Anyone who paid a power bill at one of Duke Energy’s walk-in payment sites needs to check the mail to find out if personal information has been given out without permission.
Duke Energy said Tuesday that a computer data breach potentially affects those who paid bills at one of the company’s 550 authorized walk-in payment centers between 2008 and 2017. Nearly 375,000 customers in the Carolinas may be affected.
The compromised information may include names, addresses, Duke Energy account numbers and balances, and banking information if customers paid by check.
“We regret the frustration and inconvenience this issue has created for our customers who rely on our authorized walk-in locations to pay their monthly energy bills,” Lesley Quick, Duke Energy’s vice president of revenue services said in a statement on the utility’s website.

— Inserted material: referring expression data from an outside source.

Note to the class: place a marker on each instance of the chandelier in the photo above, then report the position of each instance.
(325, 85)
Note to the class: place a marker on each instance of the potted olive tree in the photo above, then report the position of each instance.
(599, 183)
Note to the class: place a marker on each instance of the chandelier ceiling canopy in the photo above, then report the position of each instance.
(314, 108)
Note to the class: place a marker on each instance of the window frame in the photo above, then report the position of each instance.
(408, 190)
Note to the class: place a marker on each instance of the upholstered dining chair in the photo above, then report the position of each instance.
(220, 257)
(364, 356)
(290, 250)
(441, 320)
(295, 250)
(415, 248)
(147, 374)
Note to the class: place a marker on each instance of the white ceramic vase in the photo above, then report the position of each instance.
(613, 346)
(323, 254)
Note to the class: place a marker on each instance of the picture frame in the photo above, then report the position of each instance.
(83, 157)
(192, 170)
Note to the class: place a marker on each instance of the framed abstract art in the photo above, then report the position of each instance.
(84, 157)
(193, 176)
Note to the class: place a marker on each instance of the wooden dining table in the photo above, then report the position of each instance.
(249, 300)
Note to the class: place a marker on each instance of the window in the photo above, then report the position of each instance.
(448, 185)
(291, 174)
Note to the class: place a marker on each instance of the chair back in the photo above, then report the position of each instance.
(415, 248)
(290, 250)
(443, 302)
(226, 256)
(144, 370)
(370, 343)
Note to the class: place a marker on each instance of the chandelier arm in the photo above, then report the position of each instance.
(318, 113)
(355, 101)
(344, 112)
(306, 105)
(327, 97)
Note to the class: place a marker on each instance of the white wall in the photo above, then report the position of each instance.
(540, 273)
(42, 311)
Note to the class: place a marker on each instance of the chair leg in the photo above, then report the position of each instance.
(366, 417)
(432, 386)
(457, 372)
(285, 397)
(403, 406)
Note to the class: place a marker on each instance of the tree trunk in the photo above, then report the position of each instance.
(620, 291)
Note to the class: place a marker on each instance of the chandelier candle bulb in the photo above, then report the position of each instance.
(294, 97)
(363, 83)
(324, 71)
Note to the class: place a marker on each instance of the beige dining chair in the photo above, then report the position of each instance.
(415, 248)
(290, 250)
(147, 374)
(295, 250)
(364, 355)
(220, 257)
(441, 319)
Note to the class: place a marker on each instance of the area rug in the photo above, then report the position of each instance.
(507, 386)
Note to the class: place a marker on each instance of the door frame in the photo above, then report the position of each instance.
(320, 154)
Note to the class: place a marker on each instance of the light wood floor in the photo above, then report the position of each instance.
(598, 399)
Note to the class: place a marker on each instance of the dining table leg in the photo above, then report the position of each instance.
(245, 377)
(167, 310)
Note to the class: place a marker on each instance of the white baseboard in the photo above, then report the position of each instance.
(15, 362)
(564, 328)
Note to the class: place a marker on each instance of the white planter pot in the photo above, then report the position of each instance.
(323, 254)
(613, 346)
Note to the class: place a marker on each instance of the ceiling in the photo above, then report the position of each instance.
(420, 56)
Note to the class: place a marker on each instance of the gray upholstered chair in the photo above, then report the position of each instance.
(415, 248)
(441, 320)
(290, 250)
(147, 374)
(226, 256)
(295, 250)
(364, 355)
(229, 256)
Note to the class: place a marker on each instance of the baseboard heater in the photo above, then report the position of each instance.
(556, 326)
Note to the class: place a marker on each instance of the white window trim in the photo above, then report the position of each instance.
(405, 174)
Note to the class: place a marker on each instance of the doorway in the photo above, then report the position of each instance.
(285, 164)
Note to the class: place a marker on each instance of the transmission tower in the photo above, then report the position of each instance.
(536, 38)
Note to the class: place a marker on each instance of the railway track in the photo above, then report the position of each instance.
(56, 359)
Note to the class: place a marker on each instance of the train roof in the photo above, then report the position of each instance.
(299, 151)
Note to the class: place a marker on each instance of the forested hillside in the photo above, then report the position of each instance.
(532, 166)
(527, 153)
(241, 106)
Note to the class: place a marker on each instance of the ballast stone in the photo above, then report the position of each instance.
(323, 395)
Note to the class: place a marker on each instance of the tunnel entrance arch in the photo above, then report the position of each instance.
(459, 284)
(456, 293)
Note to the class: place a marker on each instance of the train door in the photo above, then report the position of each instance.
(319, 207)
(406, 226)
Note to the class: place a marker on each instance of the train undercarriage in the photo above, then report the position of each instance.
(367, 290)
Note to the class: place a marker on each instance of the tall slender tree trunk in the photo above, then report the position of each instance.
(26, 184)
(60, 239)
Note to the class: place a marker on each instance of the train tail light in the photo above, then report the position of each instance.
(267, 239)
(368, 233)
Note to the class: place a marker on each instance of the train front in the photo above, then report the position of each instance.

The walk-in payment sites included grocery stores, convenience stores and other businesses that accept payments for other companies.
People affected will get a letter from TIO Networks, the company that owns the network used to process the Duke Energy walk-in payments. The letter will include detailed questions and answers, and a phone number to call for additional information.
TIO Networks said it is offering 12 months of free credit monitoring to anyone affected and 24 months of free credit monitoring to anyone whose Social Security number was shared without authorization.
TIO Networks suspended the bill-payment service Nov. 10 as part of the company’s investigation of security vulnerabilities. Duke Energy received payments through a subsidiary of TIO Networks called Global Express.
Keith King, who operates Kingz Downtown Market on North Liberty Street, said he has had to tell people, “Don’t shoot the messenger,” since Nov. 10, when the computer system used for Duke Energy bill payments was shut down.
King’s customers could use the Global Express service for free, but the alternative, Western Union, charges $3.25 for the bill payments, he said.
“I’ve had some to get really angry,” King said. “They are shell-shocked that they have to pay $3.25 when they are so used to doing it for free. I have to go through the whole scenario and explain to them that Global Express has been down since Nov. 10.”
The breach affects only customers at walk-in sites who paid by check or cash; it does not affect people who paid with a bank card or some other kind of payment method.
In addition to using Western Union, people can pay power bills by check, credit or debit cards online or at 800-777-9898.
King said most of his customers using the walk-in service pay cash.
He said about 50 or 60 people a month would come in to pay their power bill.
Some places charged $1.50 or $2 for the service, King said, but he didn’t. He doesn’t have that option with the Western Union service.
King said some people facing a disconnection deadline lost power recently because Western Union payments don’t process immediately like the Global Express ones did. Those people could have avoided being disconnected by calling Duke Energy but didn’t do that, he said.
TIO Networks was acquired by PayPal Holdings in July, but the company said that TIO Networks is a separate system from PayPal and that PayPal customer accounts are not affected.
PayPal said its investigation showed evidence of unauthorized access to customers’ information.